Pour Cam Linh Huynh, partir seule, “c’est la liberté, c’est ne pas faire de compromis” et, d’après elle, cela facilite la rencontre avec les locaux. Alors, pour le logement, elle alterne entre auberges de jeunesse et petit coin de canapé chez l’habitant, des vallées du nord de l’Argentine au lac Titicaca au Pérou en passant par le Salar d’Uyuni, ces célèbres étendues de sel situées sur les hauts plateaux du sud-ouest de la Bolivie. “À l’étranger, les liens se créent rapidement, une rencontre au coin de la rue ou dans un café peut vite se prolonger en repas et nuitée autour d’un feu de camp.”
La Paz, Bolivie © Cam Linh Huynh
En chemin, elle rencontre beaucoup de monde et se voit confier une guitare qui voyage de main en main dans un esprit de partage et de paix: un couple d’Allemands qui en possédait deux a décidé d’en faire voyager une. Parti d’Europe, l’instrument est passé par l’Afrique quand il arrive chez un volontaire, Naz, que Cam Linh Huynh rencontre alors qu’elle effectue de l’écovolontariat chez une famille d’Indiens Coyas près d’Humahuaca, dans le nord de l’Argentine. À son tour, elle embarque la guitare. Et l’immortalise au Lomo pour illustrer son périple, qu’elle raconte aussi par écrit. Si tout ne se passe pas toujours comme elle l’avait imaginé lorsqu’elle atteint une nouvelle étape, il en est de même quand elle capture son voyage sur ses pellicules. Le Lomo offre peu d’options de réglages, il faut s’adapter à lui comme on s’adapte à un lieu, une culture ou une cuisine. À l’impression, la photo est souvent bien différente de ce que Cam Linh Huyn avait en tête, un peu comme toute cette aventure sud-américaine. Maintenant qu’elle est de retour à Paris, elle nous raconte tout dans une interview “globe-trotteuse”.
Plutôt voyage en solo ou départ groupé?
En solo, c’est la liberté. En fait, on n’est jamais vraiment seul et on a le choix. Tout est possible, même rencontrer une guitare qui voyage, la preuve!
Un objet symbolique de ton périple?
La guitare voyageuse, je l’ai beaucoup personnifiée, c’est ma pote de voyage et moi, je suis ses jambes. J’ai aussi un petit Ganesh qui me suit en voyage, c’est le dieu bon vivant et bienveillant chez les hindouistes, il protège des obstacles.
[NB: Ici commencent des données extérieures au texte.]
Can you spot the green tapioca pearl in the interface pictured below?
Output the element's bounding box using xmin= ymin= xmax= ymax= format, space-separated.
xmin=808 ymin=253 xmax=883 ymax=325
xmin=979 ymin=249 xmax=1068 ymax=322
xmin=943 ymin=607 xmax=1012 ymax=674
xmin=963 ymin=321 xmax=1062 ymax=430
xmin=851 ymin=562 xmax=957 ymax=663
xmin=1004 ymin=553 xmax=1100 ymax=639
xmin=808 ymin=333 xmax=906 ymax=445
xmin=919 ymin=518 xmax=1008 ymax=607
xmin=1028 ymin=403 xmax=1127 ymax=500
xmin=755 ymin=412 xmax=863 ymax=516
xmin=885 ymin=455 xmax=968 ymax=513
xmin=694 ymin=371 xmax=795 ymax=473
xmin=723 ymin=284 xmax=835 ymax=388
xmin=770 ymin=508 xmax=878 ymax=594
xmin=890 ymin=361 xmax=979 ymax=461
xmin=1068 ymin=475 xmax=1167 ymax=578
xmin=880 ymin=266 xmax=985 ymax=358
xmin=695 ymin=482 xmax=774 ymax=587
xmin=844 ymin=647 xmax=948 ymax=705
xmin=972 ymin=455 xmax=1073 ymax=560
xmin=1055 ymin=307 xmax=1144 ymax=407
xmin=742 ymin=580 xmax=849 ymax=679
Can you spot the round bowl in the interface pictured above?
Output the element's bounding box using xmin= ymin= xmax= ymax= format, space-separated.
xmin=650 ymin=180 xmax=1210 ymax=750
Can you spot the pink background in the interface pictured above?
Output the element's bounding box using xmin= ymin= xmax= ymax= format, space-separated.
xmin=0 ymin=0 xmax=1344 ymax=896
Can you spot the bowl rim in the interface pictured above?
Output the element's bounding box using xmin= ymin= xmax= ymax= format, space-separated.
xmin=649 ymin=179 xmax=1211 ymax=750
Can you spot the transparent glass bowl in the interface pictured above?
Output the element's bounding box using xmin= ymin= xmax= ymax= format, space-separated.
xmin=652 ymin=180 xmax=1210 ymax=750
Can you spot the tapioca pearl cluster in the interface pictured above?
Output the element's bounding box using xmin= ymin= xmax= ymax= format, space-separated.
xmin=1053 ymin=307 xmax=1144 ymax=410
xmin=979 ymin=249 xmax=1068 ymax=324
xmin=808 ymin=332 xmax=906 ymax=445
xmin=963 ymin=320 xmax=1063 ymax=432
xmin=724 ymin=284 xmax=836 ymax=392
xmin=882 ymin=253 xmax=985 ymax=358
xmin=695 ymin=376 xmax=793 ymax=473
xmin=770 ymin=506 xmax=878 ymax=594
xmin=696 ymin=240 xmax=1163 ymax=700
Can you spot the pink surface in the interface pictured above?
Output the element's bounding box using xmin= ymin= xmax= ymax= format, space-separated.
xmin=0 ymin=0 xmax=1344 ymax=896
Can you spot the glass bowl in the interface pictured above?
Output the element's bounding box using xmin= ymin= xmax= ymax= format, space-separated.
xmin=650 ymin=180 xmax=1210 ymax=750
Plutôt touriste ou aventurière?
Aventurière! Il faut sortir de sa zone de confort, se laisser porter et errer au détour des rues. Ça permet d’éviter que tout soit cadré par des guides, même s’il y a des endroits qu’il faut absolument visiter. Quand je suis allée au Népal, j’ai prévu mon trek dans l’avion, à l’arrache.
Uyuni, Bolivie © Cam Linh Huynh
Le moment où tu as flippé?
J’ai eu généralement beaucoup de chance en voyage, mais j’ai vécu un moment un peu dangereux dans le Transsibérien quand un Russe éméché m’a coursée. Heureusement que j’avais sympathisé avec d’autres mecs dans le train, c’est eux qui m’ont défendue quand il ne me lâchait pas.
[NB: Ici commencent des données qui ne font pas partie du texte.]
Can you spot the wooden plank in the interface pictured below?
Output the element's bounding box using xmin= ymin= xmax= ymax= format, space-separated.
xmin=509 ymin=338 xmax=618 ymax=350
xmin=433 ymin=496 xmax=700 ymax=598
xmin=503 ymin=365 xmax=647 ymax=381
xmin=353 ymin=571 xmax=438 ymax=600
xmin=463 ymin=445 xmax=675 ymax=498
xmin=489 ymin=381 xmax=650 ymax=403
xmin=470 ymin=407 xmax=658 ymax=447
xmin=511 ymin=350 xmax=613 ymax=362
Plutôt Couchsurfing ou hôtel 4 étoiles?
Je ne suis jamais passée par l’intermédiaire du site Couchsurfing. Ça demande trop d’organisation pour quelqu’un qui voyage à l’arrache comme moi. Et pour une femme, c’est un peu flippant. Je préfère les auberges de jeunesse ou encore mieux, dormir chez l’habitant, ce que je fais avec des gens que je rencontre en chair et en os.
Une rencontre insolite?
Des copines de Malaisie rencontrées au Japon m’ont présentée leur amie Azura. Elle vivait à Kuala Lumpur et il s’est avéré qu’elle était l’ancienne binôme de travaux pratiques de mon frère lorsqu’il était en école d’ingénieur. Incroyable! J’ai failli m’étouffer quand on a fait le lien.
Soirée feu de camp ou nuit sur le dancefloor?
Soirée feu de camp, avec une guitare. Pour moi, c’est facile de tisser des liens avec des inconnus. Un voyageur m’a dit un jour en citant Paul Morand: “Voyager, c’est être infidèle. Soyez-le sans remords; oubliez vos amis avec des inconnus.” Mais je suis très contente de partager à nouveau des barbecues avec mes amis!